Genge and her male associate stood over Flynn’s curled up body in the fake Zocalo.

“C’mon Meridian, we have to get to Allan before it’s too late.”

“But I’ve nearly broken him.”

“Fine. But what do you want from him?”

“To hear him scream.”

“What do you really want?”

“His secrets. Anything that he did that he’s ashamed of.”

“You’ll get nothing from me,” Flynn struggled to say.

“Have Fred inject another 20CCs of nitrogen penthehol into him,” Genge ordered.

“Fine.” The man disappeared again.

“Sean, you can’t hide anything from me. This is your head.”

“You’ll get nothing from me.”

“I came aboard this station in 2259. I’ve known you for more than a year. I know that you have something bottled up inside that Irish head of yours. What is it?”

The scene around the two suddenly shifted from the Zocalo to a city.

“No…” Flynn whispered.

A small group of six, four men and two women, charged toward a building with PPGs blazing. A flash of light suddenly replaced the scene with that of the Zocalo again.

“What was that?” Genge asked. “It looks like I’ve found something a little interesting about you after all, Sean.”

“Go… to… hell,” he forced out from his bloodied mouth.

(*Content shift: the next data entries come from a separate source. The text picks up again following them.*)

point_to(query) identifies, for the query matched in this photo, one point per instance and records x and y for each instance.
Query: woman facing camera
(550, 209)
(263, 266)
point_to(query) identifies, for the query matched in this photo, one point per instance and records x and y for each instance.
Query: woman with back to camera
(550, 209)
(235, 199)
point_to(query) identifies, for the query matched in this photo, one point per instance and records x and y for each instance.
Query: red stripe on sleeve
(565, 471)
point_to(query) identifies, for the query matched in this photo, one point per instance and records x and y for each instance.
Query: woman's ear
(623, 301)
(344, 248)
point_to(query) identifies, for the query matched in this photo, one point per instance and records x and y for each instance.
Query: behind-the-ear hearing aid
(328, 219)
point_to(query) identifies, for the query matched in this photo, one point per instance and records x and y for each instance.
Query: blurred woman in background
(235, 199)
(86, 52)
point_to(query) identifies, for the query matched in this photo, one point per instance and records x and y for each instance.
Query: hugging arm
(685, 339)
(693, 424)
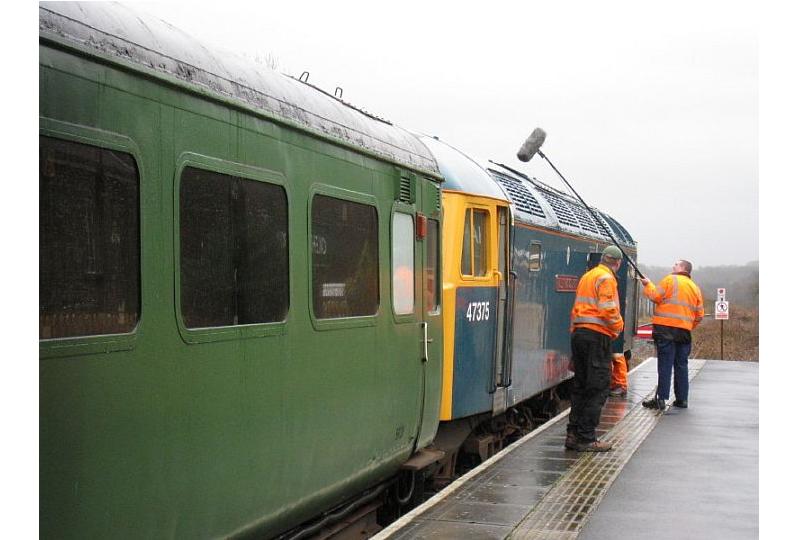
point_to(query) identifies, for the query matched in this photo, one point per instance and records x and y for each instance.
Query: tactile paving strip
(563, 511)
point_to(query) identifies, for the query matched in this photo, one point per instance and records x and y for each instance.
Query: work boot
(618, 391)
(593, 446)
(654, 403)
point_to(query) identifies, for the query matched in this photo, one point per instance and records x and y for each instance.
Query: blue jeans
(671, 354)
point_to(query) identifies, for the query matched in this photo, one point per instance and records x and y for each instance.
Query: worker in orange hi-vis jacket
(678, 310)
(595, 322)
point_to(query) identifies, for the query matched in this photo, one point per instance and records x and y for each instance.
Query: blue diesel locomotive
(263, 309)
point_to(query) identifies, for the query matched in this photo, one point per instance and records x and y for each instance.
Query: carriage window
(88, 240)
(344, 247)
(474, 250)
(403, 263)
(534, 256)
(432, 275)
(234, 250)
(480, 247)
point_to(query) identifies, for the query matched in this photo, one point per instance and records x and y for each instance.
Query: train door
(502, 371)
(429, 288)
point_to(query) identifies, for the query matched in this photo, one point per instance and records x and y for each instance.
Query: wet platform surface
(661, 469)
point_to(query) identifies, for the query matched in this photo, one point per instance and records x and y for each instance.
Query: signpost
(721, 313)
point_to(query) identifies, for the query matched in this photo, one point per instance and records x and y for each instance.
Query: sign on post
(721, 310)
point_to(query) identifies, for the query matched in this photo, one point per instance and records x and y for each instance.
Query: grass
(740, 339)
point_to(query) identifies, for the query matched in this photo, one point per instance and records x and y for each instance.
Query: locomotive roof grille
(563, 212)
(520, 195)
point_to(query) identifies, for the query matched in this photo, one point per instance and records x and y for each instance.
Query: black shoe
(654, 403)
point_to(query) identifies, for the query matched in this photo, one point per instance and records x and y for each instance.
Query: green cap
(613, 252)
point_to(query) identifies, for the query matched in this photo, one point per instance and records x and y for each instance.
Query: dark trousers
(591, 357)
(672, 354)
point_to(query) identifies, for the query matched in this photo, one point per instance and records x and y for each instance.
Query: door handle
(425, 341)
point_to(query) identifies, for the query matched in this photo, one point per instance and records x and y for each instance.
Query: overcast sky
(651, 111)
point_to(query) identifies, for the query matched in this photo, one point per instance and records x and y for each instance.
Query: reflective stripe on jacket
(597, 303)
(678, 301)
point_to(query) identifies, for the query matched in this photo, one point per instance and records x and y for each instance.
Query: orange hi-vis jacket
(679, 302)
(597, 303)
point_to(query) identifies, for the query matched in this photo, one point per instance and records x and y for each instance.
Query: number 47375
(478, 311)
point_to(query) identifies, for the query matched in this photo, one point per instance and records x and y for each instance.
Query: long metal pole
(597, 219)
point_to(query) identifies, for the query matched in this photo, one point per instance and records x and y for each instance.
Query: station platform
(684, 473)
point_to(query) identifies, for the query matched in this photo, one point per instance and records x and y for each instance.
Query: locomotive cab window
(88, 240)
(234, 267)
(344, 258)
(475, 247)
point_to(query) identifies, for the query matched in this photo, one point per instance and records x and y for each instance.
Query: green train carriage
(240, 322)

The man returned into the virtual reality world again. He surprisedly looked at Genge with a large smile on her face, “This is getting better, Bill.”

“The nitrogen penthehol should start having its effects right about… now.”

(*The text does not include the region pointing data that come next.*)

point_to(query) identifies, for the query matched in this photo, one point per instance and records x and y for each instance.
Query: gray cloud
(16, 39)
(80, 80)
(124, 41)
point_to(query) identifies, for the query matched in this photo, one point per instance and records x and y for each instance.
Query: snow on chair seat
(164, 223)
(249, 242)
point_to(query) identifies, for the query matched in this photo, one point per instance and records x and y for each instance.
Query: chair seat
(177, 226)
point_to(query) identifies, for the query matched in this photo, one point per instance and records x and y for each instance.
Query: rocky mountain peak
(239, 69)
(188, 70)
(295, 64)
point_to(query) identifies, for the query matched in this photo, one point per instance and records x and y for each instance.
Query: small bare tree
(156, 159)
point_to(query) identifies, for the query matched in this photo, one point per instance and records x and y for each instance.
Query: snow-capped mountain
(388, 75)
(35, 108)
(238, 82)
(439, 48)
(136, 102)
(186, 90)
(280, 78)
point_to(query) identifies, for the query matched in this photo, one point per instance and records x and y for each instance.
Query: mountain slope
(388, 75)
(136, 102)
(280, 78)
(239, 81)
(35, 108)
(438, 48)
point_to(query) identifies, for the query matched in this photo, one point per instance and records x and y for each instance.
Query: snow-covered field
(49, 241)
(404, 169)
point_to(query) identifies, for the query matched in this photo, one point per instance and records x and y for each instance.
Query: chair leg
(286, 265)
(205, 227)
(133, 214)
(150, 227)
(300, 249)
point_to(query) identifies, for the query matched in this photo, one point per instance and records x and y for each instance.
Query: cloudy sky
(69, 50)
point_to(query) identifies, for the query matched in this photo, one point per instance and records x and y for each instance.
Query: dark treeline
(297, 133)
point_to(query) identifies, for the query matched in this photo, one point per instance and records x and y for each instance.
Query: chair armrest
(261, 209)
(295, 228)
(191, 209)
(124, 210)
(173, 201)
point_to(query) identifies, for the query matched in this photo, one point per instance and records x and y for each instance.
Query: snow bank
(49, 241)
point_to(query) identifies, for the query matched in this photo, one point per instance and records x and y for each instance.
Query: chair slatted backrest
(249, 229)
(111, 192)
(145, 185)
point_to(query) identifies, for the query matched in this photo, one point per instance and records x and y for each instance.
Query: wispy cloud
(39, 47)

The scene returned to the city. The six were charging in on a building when one suddenly fell to the ground from a PPG blast. The other five reached the building, where a woman took small grenades out of a satchel she had.

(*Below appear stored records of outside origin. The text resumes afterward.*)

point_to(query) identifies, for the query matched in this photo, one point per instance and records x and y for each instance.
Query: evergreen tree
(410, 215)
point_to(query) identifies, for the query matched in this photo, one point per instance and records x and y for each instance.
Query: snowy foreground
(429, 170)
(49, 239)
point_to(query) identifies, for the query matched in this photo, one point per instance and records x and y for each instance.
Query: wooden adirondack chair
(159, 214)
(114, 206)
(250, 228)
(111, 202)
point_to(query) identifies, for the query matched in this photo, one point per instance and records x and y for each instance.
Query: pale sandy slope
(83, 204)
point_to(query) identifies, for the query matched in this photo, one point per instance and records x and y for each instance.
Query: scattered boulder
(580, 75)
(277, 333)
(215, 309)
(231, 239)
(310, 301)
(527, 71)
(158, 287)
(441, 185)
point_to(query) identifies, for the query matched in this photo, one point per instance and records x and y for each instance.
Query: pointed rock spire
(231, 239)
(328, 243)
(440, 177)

“Where are we?” Genge asked. “Is this a war— Of course, this is Derry.”

In the building, the group of five planted the grenades at different parts of the building. The woman with the satchel started a timer, and they began to run. PPG shots from behind them hit the woman in the right leg and chest, and she fell to the floor. One of the men turned and ran back to her.

Watching from afar, Genge knew who the man was: Flynn. She listened closely to what he was saying.

“Don’t worry Kelly, I’ll get you out of here.”

“Just go Sean. You can’t risk being caught.”

“I won’t leave you.”

“I’m… I’m dying anyway.”

“Don’t talk like that.”

“Just go.”

One of the other men ran up and grabbed on to Flynn’s shoulder, “She’d dead, Sean. There’s nothing we can do for her.”

The woman called Kelly stopped breathing. Flynn leant over and kissed her on the forehead before running with his comrade.

As they got out the door, a large explosion sent Flynn and his friend tumbling into the air. They landed on their chests, where they were lifted by a group of flak jacketed soldiers. The two were thrown into a jeep and driven away.

Beside Genge, Flynn started crying, “Are you happy now?”

“Actually, no.”

Flynn looked up at her with teary eyes. Apart from the water, they were full of rage. He stood up and walked over to Genge. He clenched his fists until his knuckles began turning white and he took a rough hold of Genge, ready to kill her with his bare hands.

Bill watched what was happening, and saw that the security officer couldn’t bring himself to hit Genge. He grabbed a baseball bat and smashed it over Flynn’s back, sending into a million pieces that disappeared as they hit the black floor.

“You killed us.”

Flynn, mostly unconscious, looked up in pain as Kelly and the man who had been shot outside the building walked up to him.

“Kelly? Seamus?”

“You killed us, Sean.”


“Then why do you blame yourself for their deaths?” Genge asked. “Because it was your fault.”


“But you led the mission into the barracks.”


“So I’m right?”

“Yes. No!”

“Which is it?”

Flynn didn’t answer.

“You got them killed. It was your fault.”


“You’re admitting it was your fault?”

“Yes.” Flynn brushed his hands across his face, and kept them there. Genge heard him sobbing as he remembered that he had got his best friends killed.